Boris Johnson has said he cannot guarantee that targets to improve rape prosecution and conviction rates set out in the government’s Rape Review will be met.
Plans set out in the report, which was commissioned in 2019 and published in June of this year, said the volume of rape cases going to court should return to “at least 2016 levels” when there were 5,190 prosecutions and 2,991 convictions.
But speaking to Sky’s political editor Beth Rigby on Tuesday, the prime minister said achieving this by 2024 would be “incredibly tough”.
“We will do everything that we can, we are throwing everything at this,” the PM said.
Mr Johnson also refused to confirm that he could look a rape victim in the eye and tell them they had a high chance of achieving justice.
“I want everybody to have that confidence and at the moment I have got to tell you that the answer to that is no I don’t think people do have enough confidence in the criminal justice system to deal with that accusation, those reports fast enough,” the PM said.
“And I don’t think people have a feeling that the police are handling these issues fast enough either. And that has, certainly, lead to this feeling of fury, frustration, betrayal on the part of millions of people – most of them women – about what is happening.”
Mr Johnson disputed that declining levels of prosecutions and convictions are the fault of his government for cuts to the justice system, saying “the phenomenon today is not just a question of public money”.
This is in stark contrast to former justice secretary Robert Buckland who, following the review’s publication, admitted budget cuts were partly to blame for convictions falling to a record low in recent years.
Speaking in June, Mr Buckland said he was “deeply ashamed” by the report’s findings.
Asked whether he feels the same way, the PM told Sky News he is “certainly not happy with the way that things have been going”.
The prime minister added that he is “totally fed up” with low rape prosecution levels and that the gap between a case being raised and a sentence being reached is “far, far too long”.
“We’ve got to fix that,” he said, noting that the government must “simplify” the system.
The PM said “things are actually starting to improve”, but that he wants to see “much, much more” being done.

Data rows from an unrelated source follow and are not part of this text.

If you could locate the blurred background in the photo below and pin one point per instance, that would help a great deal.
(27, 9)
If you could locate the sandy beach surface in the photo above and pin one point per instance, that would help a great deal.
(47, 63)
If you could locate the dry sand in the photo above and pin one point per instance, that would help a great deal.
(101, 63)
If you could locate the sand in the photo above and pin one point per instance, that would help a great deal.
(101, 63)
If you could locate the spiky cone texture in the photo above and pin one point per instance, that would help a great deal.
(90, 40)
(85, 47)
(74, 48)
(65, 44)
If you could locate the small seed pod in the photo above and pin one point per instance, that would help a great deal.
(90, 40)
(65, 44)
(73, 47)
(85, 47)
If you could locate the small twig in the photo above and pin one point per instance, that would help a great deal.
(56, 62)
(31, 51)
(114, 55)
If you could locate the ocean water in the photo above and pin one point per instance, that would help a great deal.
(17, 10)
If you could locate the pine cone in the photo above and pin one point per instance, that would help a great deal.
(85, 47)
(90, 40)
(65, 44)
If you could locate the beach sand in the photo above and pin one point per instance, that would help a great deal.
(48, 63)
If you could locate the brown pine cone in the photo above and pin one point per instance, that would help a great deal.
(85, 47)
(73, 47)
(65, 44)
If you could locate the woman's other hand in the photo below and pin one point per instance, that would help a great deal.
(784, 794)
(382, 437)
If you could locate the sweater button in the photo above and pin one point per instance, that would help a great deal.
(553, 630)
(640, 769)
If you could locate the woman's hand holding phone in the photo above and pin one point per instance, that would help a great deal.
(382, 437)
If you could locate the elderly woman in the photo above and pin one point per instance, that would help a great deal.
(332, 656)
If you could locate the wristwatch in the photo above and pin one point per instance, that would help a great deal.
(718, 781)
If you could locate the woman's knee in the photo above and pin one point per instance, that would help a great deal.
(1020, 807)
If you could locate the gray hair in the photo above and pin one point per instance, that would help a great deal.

Mr Johnson continued: “We are putting many more prosecutors in and have done. I don’t think it is always and everywhere a question of more public money.”
Last week, Home Secretary Priti Patel vowed that tackling violence against women and girls is her “priority” as she announced a further £25m will be allocated to local projects aimed at making public spaces safer.
Just days after Met Police officer Wayne Couzens was jailed for life for raping and murdering marketing executive Sarah Everard, Ms Patel promised action in areas “where women and girls say they feel most unsafe”.
The prime minister also played down concerns about rising inflation levels and said his government are instead focussing on the “global economic system that is coming back to life very rapidly”.
Pushed on the matter a further two times, he added: “People have been worried about inflation for a very long time, I am looking at robust economic growth – and by the way, those fears have been unfounded.”